If you're being pulled over, keep driving until you get home and park in your garage.
Tenth Circuit US Court of Appeals rules a police officer cannot enter a home over a minor traffic violation.
A police officer has no right to pursue a minor traffic stop into a home, according to a ruling handed down Wednesday by the US Court of Appeals for the Tenth Circuit. A three-judge panel considered what happened after police in Sulphur, Oklahoma saw a suspect allegedly driving with faulty taillights on July 23, 2007.
Murray County Deputy Sheriff Craig A. Billings signaled seventeen-year-old Joshua Burchett, who was driving the car, to pull over. Burchett continued on for two blocks, parked in the driveway of his parents’ three-bedroom home, ran inside and hid in the bathroom. Billings called for backup and Sulphur Police Officers Steve Watkins and Tony Simpson arrived at the scene.
Billings began kicking the door, which woke the parents, Jose and Christina Mascorro. Jose Mascorro opened the door and Billings pointed a gun at his head, yelling, “On your knees [expletive]. Where is he? Where is he?” When Christina Mascorro asked whether Billings had a warrant, she was blasted in the mouth with pepper spray. Billings then sprayed the other residents, including Mascorro’s 14-year-old son. Christina Mascorro retreated to a back bedroom and called 911. Officer Watkins pulled her outside while Deputy Billings kicked in the door to the bathroom, gun drawn, to retrieve Burchett.

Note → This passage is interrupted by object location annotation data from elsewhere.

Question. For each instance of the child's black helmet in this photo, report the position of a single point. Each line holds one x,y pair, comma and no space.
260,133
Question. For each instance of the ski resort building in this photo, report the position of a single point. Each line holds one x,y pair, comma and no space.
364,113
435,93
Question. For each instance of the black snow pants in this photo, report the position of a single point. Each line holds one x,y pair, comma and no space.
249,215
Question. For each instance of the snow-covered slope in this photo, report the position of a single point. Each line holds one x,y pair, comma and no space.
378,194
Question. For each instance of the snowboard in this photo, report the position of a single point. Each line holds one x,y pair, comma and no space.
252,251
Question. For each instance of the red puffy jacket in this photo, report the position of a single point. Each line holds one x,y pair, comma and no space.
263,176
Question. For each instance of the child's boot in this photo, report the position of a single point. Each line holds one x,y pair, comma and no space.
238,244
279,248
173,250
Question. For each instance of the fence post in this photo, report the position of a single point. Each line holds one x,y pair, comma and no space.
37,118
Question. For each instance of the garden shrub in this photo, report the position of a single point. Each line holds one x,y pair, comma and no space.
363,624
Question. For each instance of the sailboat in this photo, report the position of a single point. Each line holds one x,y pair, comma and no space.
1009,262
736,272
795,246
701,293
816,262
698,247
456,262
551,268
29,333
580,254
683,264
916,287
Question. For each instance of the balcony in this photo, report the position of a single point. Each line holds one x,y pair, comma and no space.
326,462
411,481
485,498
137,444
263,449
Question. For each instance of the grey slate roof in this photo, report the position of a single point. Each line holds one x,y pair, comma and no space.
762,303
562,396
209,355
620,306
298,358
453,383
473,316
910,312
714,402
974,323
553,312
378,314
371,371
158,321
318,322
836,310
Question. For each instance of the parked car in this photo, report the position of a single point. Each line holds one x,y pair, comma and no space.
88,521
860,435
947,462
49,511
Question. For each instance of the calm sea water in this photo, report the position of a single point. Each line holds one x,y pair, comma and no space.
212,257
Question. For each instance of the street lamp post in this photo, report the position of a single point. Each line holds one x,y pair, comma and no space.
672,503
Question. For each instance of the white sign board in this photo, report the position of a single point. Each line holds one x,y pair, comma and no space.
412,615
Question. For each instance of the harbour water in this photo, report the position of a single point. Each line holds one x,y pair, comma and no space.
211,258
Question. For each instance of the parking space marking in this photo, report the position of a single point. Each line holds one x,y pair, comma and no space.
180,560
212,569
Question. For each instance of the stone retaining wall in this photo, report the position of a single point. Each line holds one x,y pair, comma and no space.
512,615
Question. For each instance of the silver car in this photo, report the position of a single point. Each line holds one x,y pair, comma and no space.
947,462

I have to say, it's a hard call. On one hand, yes, they have no right to enter your home without a warrant, then again, you are in the commission of an illegal act - speeding - and that gives them a right to enter your property - or at least I thought it did. Maybe there are former cops here who can give more insight. Couldn't they just say whatever and mail you a ticket, make you appear in court, and then play a video of the pursuit?